Here is an example program that should, hopefully match your example code as much as possible. Keep in mind that regularisers currently can only be applied uniformly across a network and cannot be specified differently for each layer. I hope this helps.
program main
use athena
implicit none
integer, parameter :: ibatchnorm = 1
integer, parameter :: iregl2 = 1
integer, parameter :: idropout = 1
integer, parameter :: nhidden = 3
integer, parameter :: nneurons = 4
real, parameter :: regval = 0.01
integer :: i
character(10) :: actfun = "relu"
type(network_type) :: network
call network%add(input1d_layer_type(input_shape=[1]))
if(ibatchnorm .gt. 0) call network%add(batchnorm1d_layer_type())
do i = 1, nhidden
call network%add(full_layer_type( &
num_outputs = nneurons, &
activation_function = actfun))
if(ibatchnorm .gt. 0) call network%add(batchnorm1d_layer_type())
if(idropout .gt. 0) call network%add(dropout_layer_type(num_masks=1, rate=0.1E0))
end do
call network%add(full_layer_type( &
num_outputs = 1, &
activation_function = "linear"))
if(iregl2 .gt. 0)then
call network%compile( &
optimiser = base_optimiser_type(learning_rate=1.E0, regulariser = l2_regulariser_type(regval)), &
loss_method="mse", metrics=["loss"])
else
call network%compile( &
optimiser = base_optimiser_type(learning_rate=1.E0), &
loss_method="mse", metrics=["loss"])
end if
end program main
Hi @milancurcic, thanks very much!
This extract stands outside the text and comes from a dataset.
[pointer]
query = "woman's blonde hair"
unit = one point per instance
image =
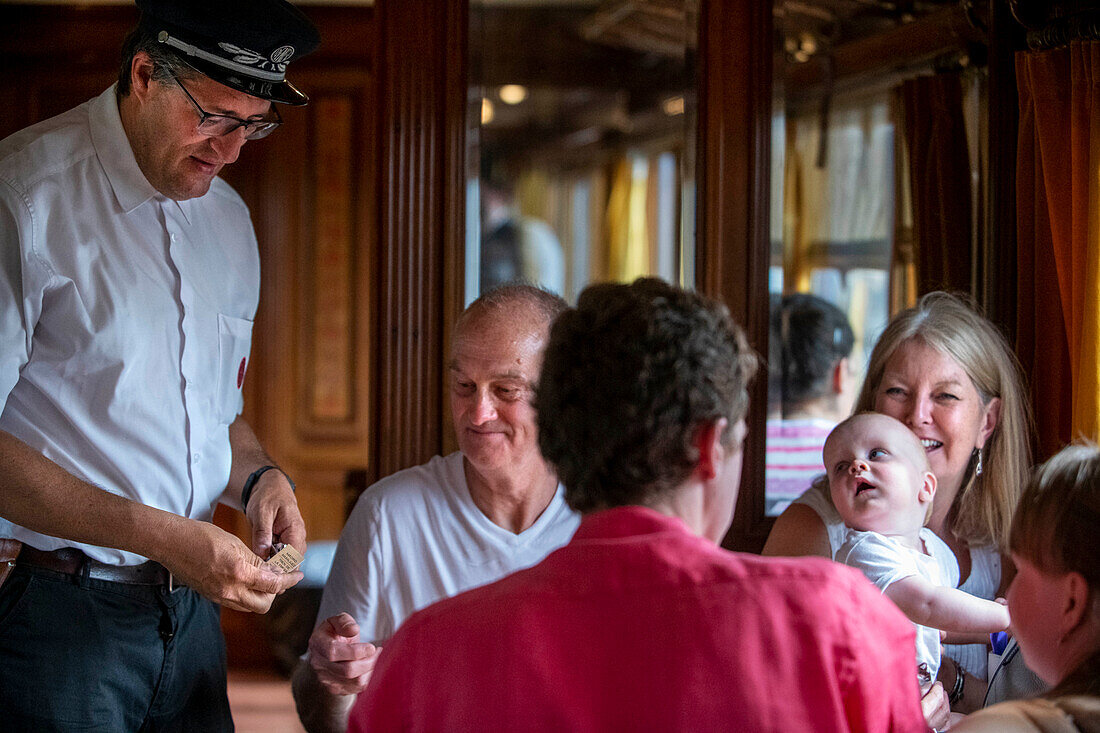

Yes, I moved it to GitHub whilst submitting it to the JOSS journal to comply with their rules, but have since realised the much better accessibility and community it offers.
I’d love to revisit our conversations also. Whenever you have time, just send me a message.
Oooh, the workshop sounds interesting, I hope you get selected! And thank you for referencing Athena in it. Yeah, I’d definitely be interested in submitting something for Athena!
Wow, thats amazing. Thanks but I have retired since I was working on this last year and no longer have access to the training data (its from a U.S. DoD funded project thats covered by ITAR/export control laws) so I can’t try rerunning my cases with your code. However, I might try to generate some simple analogs for the data sets I was using just to see if your code works. I’ll keep you posted.
Hopefully you’ll get a chance to test it with some analogs. But if not, it’s still handy to have batchnorm1d in the code, so your comment was a good motivation!
I had a look at one of the examples - “simple”. I see that you use the random_seed subroutine, but it looks as if you are trying to set the size of the seed. Thaty is not how it works - “size = seed_size” will merely return the size of the actual seed used by the implementation, it does not change it.
I have now fixed this in the development branch. This needed addressing in a few of the examples, tests, and in the random_setup procedure provided within the ATHENA library.
Unfortunately, we were not selected for Supercomputing '24. Based on reviews, the proposal was deemed to be of decent quality and significance, but of insufficient or inappropriate scope and relevance (too niche) for Supercomputing. We will sit on the feedback and discuss what to do next. Onward.
It has indeed, after some fantastic (and much appreciated) work by the reviewers!
My next step will be to include message passing/graph layers (already in a development branch, just needs tidying up and testing). I then will make it so that people can extend the library with new layers types without any need to edit the original library.